China has formed a national blockchain committee, which enlists the support of some of the country’s largest hi-tech companies to draw up standards for use of the technology across industries.
This group includes telecommunications equipment maker Huawei Technologies, video games and social media powerhouse Tencent Holdings, Chinese online search market leader Baidu, fintech company Ant Financial Services and e-commerce giant JD.com, according to a statement released earlier this week by the Ministry of Industry and Information Technology (MIIT).
The so-called National Blockchain and Distributed Accounting Technology Standardisation Technical Committee will gather more than 70 researchers and experts from the MIIT, local governments, state think tanks, universities, supercomputing centres and the hi-tech companies, the statement said.
It also said MIIT vice-minister Chen Zhaoxiong will serve as chairman of the committee, but gave no details on how the group is expected to function.
Baidu had no comment on the blockchain committee’s formation. Huawei, Tencent, JD.com, Ant Financial and the MIIT did not immediately respond to separate inquiries for comment. Ant Financial is an affiliate of Alibaba Group Holding, which is the parent company of the South China Morning Post.

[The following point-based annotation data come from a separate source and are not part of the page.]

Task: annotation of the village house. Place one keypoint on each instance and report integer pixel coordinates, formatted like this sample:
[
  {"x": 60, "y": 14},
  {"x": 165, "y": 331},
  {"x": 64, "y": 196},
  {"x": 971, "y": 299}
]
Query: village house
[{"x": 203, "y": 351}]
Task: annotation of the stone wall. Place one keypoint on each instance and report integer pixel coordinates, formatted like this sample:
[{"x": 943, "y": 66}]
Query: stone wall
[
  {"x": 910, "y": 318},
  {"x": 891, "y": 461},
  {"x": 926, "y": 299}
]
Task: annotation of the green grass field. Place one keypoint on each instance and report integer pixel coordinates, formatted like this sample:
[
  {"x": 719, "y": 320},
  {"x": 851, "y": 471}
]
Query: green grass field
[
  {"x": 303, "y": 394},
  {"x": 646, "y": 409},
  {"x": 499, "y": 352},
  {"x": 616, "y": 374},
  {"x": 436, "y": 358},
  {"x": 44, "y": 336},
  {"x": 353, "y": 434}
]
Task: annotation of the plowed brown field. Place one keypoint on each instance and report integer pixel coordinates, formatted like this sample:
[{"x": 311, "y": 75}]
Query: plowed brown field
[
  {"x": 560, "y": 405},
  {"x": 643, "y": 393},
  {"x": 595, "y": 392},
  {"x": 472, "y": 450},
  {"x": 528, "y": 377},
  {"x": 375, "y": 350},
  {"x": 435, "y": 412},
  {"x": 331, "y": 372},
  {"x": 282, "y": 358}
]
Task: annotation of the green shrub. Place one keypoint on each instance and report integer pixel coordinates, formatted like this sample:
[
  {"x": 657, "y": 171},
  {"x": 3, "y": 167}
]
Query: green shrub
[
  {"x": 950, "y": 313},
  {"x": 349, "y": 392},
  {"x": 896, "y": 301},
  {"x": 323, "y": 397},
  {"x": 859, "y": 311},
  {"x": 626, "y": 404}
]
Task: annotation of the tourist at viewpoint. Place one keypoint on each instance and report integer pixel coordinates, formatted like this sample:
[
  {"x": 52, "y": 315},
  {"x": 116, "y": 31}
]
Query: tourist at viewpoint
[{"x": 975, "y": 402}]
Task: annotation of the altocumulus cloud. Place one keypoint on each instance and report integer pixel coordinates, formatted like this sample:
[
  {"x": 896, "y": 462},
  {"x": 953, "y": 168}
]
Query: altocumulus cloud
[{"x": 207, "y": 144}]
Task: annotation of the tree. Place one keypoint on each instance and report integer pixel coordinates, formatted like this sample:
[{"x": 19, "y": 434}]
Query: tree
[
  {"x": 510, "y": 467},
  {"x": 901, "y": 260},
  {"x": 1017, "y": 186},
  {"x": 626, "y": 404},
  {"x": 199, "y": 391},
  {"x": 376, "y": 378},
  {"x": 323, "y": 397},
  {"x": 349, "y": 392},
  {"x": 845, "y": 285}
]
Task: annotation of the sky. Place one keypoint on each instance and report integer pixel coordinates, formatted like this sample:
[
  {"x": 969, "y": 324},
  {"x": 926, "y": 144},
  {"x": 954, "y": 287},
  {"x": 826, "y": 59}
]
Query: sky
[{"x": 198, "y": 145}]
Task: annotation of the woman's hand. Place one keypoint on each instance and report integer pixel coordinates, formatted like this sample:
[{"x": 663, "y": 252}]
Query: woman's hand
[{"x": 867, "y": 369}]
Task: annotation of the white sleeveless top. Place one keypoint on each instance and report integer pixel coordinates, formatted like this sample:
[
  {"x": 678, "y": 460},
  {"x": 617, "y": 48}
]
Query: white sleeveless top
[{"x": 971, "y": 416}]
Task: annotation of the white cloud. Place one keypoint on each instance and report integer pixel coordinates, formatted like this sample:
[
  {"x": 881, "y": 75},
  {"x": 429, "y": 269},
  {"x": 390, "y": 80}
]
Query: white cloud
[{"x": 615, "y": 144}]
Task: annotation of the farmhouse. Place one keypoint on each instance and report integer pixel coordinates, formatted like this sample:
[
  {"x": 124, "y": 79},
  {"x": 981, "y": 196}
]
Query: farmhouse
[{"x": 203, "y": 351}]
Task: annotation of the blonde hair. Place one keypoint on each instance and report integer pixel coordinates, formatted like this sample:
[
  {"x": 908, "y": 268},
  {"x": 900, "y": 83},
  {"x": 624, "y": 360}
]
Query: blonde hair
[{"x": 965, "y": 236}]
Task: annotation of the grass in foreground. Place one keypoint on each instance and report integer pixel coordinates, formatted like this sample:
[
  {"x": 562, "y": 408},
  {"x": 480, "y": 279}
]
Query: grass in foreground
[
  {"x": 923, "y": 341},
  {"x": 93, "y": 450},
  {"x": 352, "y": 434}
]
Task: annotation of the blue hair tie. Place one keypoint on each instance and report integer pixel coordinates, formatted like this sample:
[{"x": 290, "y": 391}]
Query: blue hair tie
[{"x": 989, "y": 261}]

The MIIT-led initiative marks a major step forward to help achieve mainstream adoption of blockchain technology, which President Xi Jinping endorsed on October 24 last year as vital for China to strengthen its digital economy.
In his speech last October, Xi called for more blockchain-related research and development. He also highlighted the technology’s use in a range of applications, from credit checks, health care and anti-counterfeiting to food security and charities.
Blockchain, the digital ledger technology behind cryptocurrencies like bitcoin, allows participants to create, disseminate and store information in a shared database in an efficient and secure manner. It records and stores every transaction or exchange of data that occurs in the network, essentially eliminating the need for a central authority and providing greater transparency for regulatory reporting.
The initial interest in blockchain had largely been in financial services, especially in digital currency, payment processing, and market trading and settlement.
The MIIT’s announcement is likely to bolster recent blockchain-related programmes in the world’s second largest economy.
China’s Blockchain-based Service Network, a platform under the State Information Centre, is set to launch on April 25, with the goal of helping more companies deploy applications based on the technology faster and cheaper, according to state media.
On Thursday, Ant Financial launched its own blockchain platform called OpenChain. It is designed to help small enterprises use the company’s blockchain-powered smart contracts and apps.
“Applications of blockchain technology have ballooned over the past years,” said Jin Ge, general manager of Ant Financial’s blockchain platform. He indicated that the company aims to help one million small- and medium-sized enterprises as well as developers create more use cases for blockchain in the next three years through its platform.
Blockchain had become more widely adopted by China’s major tech firms as early as 2016. Tencent, for example used blockchain for gaming and charitable projects, while Alibaba used the technology to help keep track of medical prescriptions, charitable donations and cross-border remittances. With Xi throwing his weight behind the technology last year, blockchain received an extra push across businesses and the government.